Coach Craig Berube can box their ears and run them into ground in practice all he wants; apparently the players are still going to come out and play every game vacillating between hasty, poor decisions and watching in quiet desperation as the game is pulled out their grasp. It’s impossible to gauge the inner workings of the locker room, but it’s hard not to imagine every post-game meeting as a post-mortem and every practice being useful only for conditioning. If there was a simple solution, the team would already have it figured out.

In truth, the team couldn’t get much worse.

If Berube really expects anyone to believe he’s going to hold players accountable, he’d better do it to players who think they have job security. Mandatory Credit: Eric Hartline-USA TODAY Sports

A new word has been bandied about in the short-lived tenure of head coach Craig Berube: accountability. Sounds nice, doesn’t it? Holding players accountable for their poor play? At the moment, that accountability has amounted to Gustafsson and Luke Schenn being scratched for a few bad games that were shared by the rest of the team. Meanwhile, Giroux, Voracek, and Hartnell, first-liners whose salary will account for north of $17 million next season, have combined for two goals and a -18 in 15 games. Timonen, the $6 million dollar man, has one assist, is a -2, and has nearly a penalty minute per game, most of which in pursuit of a faster player whom he was forced to obstruct after losing the puck to them. His penance? Demotion from the top power-play unit. Surely, the rest of the team is quaking with fear at the thought of having their line juggled.

The motivation throughout the team apparently derives from the notion that enough ‘work’ and ‘belief’ can get the job done. It shows. Their faith evaporates the moment another team gets a lead, evidenced by their 0-7 record when giving up the first goal. They can’t pray a puck past aging goalie Martin Brodeur, who appears primed to make his last season the worst. They can’t sacrifice a lamb to make the defensemen aware of odd-man rushes or turnovers. They can’t worship at the altar of Steve Mason and expect their goaltending deity to carry them to the postseason.

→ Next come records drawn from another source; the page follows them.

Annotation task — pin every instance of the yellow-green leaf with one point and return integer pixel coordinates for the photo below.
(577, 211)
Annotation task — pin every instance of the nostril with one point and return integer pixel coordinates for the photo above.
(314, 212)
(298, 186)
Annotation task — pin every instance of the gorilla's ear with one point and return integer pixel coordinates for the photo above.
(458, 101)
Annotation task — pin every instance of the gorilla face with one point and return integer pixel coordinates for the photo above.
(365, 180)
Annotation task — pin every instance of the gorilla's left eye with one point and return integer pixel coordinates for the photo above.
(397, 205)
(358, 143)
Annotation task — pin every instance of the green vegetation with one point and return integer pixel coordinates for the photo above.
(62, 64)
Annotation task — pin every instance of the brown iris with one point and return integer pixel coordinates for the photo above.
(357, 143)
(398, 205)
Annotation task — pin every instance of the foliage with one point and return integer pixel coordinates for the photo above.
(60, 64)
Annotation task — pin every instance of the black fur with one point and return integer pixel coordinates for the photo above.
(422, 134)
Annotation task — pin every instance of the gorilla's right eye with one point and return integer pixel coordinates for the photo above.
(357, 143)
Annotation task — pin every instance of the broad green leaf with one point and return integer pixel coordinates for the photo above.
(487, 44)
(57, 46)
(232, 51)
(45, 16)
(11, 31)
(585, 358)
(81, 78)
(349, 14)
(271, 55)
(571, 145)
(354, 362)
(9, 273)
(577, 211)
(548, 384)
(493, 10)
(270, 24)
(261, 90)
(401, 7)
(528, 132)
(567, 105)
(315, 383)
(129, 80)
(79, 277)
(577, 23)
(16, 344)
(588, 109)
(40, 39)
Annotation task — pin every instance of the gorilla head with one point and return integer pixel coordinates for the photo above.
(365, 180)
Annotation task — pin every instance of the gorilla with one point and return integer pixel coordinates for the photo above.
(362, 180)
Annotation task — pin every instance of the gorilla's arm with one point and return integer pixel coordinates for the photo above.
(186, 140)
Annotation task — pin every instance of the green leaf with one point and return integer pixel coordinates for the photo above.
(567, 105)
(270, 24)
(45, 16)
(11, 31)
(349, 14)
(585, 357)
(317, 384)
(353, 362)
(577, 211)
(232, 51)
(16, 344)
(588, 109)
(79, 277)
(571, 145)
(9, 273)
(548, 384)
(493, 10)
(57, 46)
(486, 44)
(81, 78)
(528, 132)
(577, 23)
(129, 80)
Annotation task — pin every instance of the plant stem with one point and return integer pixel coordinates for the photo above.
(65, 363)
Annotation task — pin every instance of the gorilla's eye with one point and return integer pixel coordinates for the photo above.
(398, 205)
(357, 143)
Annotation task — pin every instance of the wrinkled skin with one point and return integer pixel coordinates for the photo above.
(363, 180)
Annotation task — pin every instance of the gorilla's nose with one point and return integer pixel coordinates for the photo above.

If faith in themselves and each other is what allows this team to go, they need to empty the cup before they can move on. If Berube wants to send a message that he’s willing to hold players accountable, he’ll send Hartnell to the minors and scratch Timonen and Voracek for a game. Then he’ll scratch Giroux. Shake the faith right out of the team. This team can’t keep talking and thinking they’re good enough, because they aren’t, and the statistics bear that out with immaculate precision. Will their confidence suffer? Absolutely. The only way forward is to give them a reason to change, and you’d better bet these overpaid players will smart from being held out. Then, they won’t come out on the ice tiptoeing like a child around broken china. They’ll be pissed.

Just like the fans.

The Flyers fight-filled 0-7 loss to the Washington Capitals may have seemed like rock bottom, but at least, for once, their antics showed that the team had some heart, some fire, and that they were not resigned to their fate of being the worst team in the league. Enough to restore a modicum of faith in their suffering fans.

Turns out that faith didn’t amount to anything. Now it’s time for punishment.